THE close-knit Stony Creek community is celebrating a major milestone.
One hundred years ago, on September 14, 1910, the Stony Creek Racecourse and Recreation Reserve was gazetted.
Now a new sign on the front gate, unveiled last Tuesday in front of a dozen or so proud committee members and representatives of the Stony Creek community, records this significant event.
The land for the reserve was first surveyed back in the 1890s and the racecourse was initially ploughed by bullock team. Once established, the reserve played a major part in district life, and this has continued for 100 years.
Pony races, hack races and amateur turf races have all been enjoyed at the course. Three-day horse events – cross country, show jumping and dressage – were held there for many years, until the late 1990s, riders sometimes travelling from interstate to take part and using the experience to prepare for international competition. Local primary school students have competed in the annual Stuart’s Cup at the reserve for many years, and until recently Stony Creek Football Club held lawnmower races there each year!
The reserve is currently home to many user bodies, including the Stony Creek Racing Club, the Stony Creek Football Club, the Stony Creek Netball Club, the Meeniyan Pony Club and a new Adult Riders Club. It is enjoyed by cricketers, the centre is leased out for grazing and a very successful Go Karts business makes use of a section of the reserve’s 90 acres (36 plus hectares).
Of particular pride to the Stony Creek community is the fact that the reserve, which is on crown land, is run entirely by a committee of volunteers, including three representatives from the racing club, two from the football club, one each from the pony and netball clubs and two community representatives.
The current president is Douglas Hanks and the secretary is Janine Bullock. It was Janine who organised the smart new maroon sign for the front gate. At the unveiling, she invited Paul Boag, president of Stony Creek Racing Club and someone whose family has a long and proud history of involvement in the reserve, to say a few words.
Paul noted that his grandfather had been a butcher at Stony Creek at the turn of the last century and had supplied a horse and dray to construct the original racecourse.
He said that the success of the reserve was a reflection of the huge amount of voluntary labour which has gone into the complex over the last 100 years.
Kevin Dempsey, who was secretary of the reserve committee for many years and also treasurer for a period, was another special guest at the unveiling.
“I’ve cleaned lots of gutters here in my time!” he laughed.
Kevin said that he was “proud to be here to honour the foresight and vision of those who have gone before”.
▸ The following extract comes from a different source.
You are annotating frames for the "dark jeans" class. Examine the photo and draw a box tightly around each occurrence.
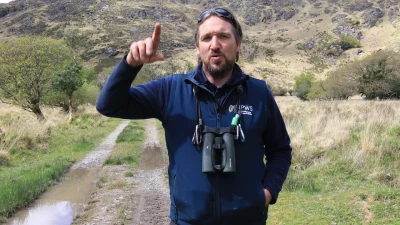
[169,221,265,225]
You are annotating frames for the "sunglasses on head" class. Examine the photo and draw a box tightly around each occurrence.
[197,8,236,26]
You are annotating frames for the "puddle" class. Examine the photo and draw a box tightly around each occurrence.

He said he could recall the reserve when there was only a dirt and gravel track, just wide enough for a T-model Ford and a few kids on bikes.
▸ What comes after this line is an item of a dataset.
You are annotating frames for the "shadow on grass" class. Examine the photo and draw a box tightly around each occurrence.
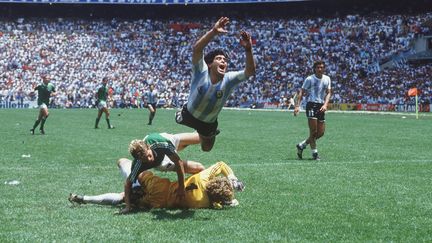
[150,209,195,220]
“In the early days there was only a footy ground, a grandstand and a tin shed. There was no water and no conveniences. We should appreciate what we have now!” he said.
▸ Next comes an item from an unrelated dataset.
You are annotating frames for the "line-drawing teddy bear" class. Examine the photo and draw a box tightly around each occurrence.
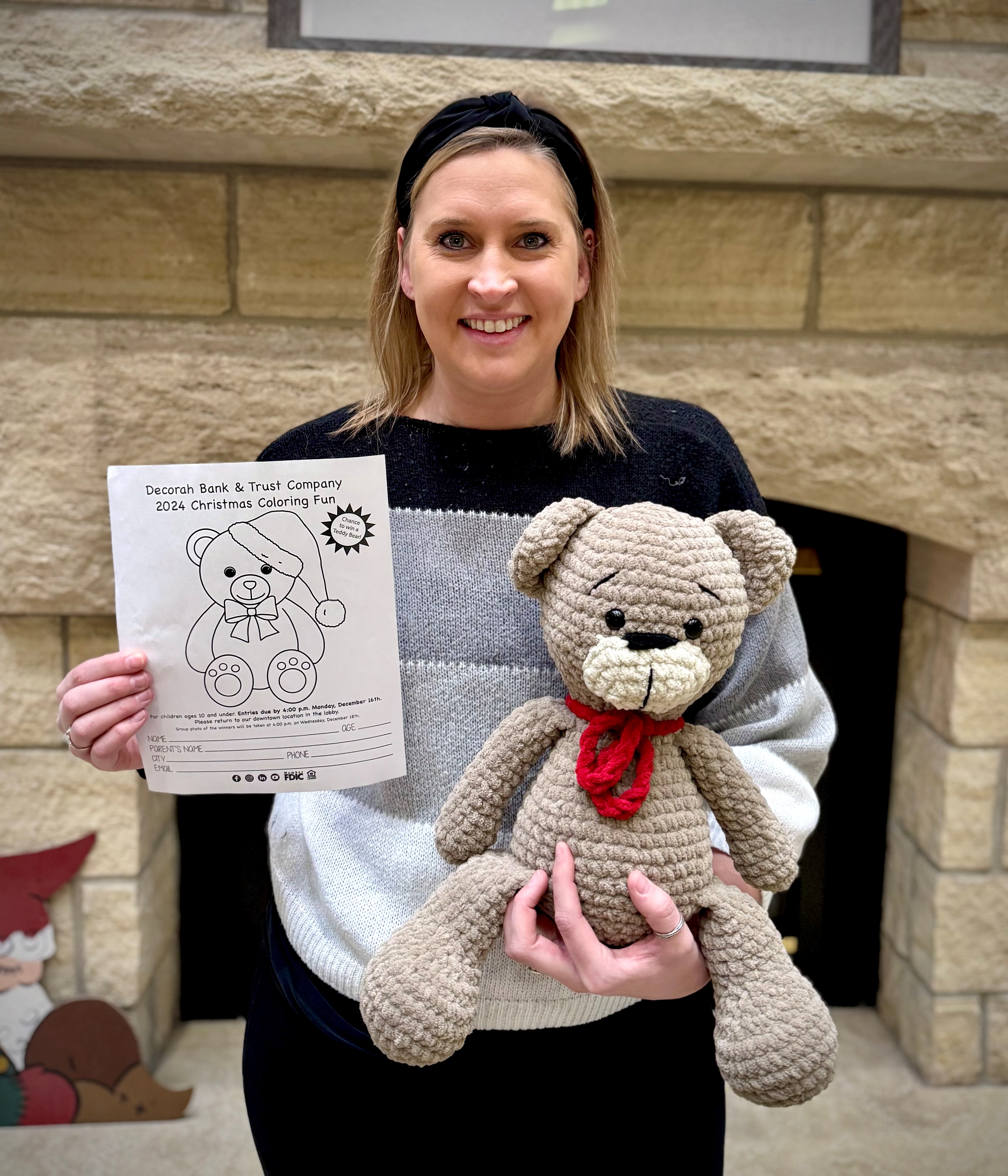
[186,510,346,707]
[361,498,836,1107]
“It’s a pleasure to see it all looking so bright and wonderful,” agreed Daisy Helms, a stalwart of the Stony Creek community.
“I was born in Meeniyan but have lived in Stony Creek all my life,” she said. “I saw my first footy match here at the reserve in 1935 and can recall playing netball in the mud! Lots of the netballers married Stony Creek footballers. My heart is here in Stony Creek.”
Kevin Dempsey, Daisy Helms and another long-time Stony Creek local, former reserve committee member Bill Helms, then unveiled the new sign, to much applause.
With Stony Creek Racing Club an important part of the Stony Creek complex, the racing club has decided to celebrate the centenary at one of its meets this year.
Club chief executive officer Ralph Gallagher said the plan is for some of the local schoolchildren to collect an oral history of the racecourse from parents and grandparents and have these accounts recorded in a book to be launched at the race day on December 28.
Much of the history of the reserve is known through the minute books kept by committee members down the years. Unfortunately, some of the minute books are missing, with details of the years 1940 to 1985 particularly sketchy. Members of the reserve’s management committee are keen to retrieve the missing book or books so that all the events that have occurred at their reserve, so important to the Stony Creek community, can be fully documented and a long, proud history justly celebrated. Anyone who finds a missing minute book is asked to return it to the reserve or contact the secretary, Janine Bullock, tel. 0428 647 511.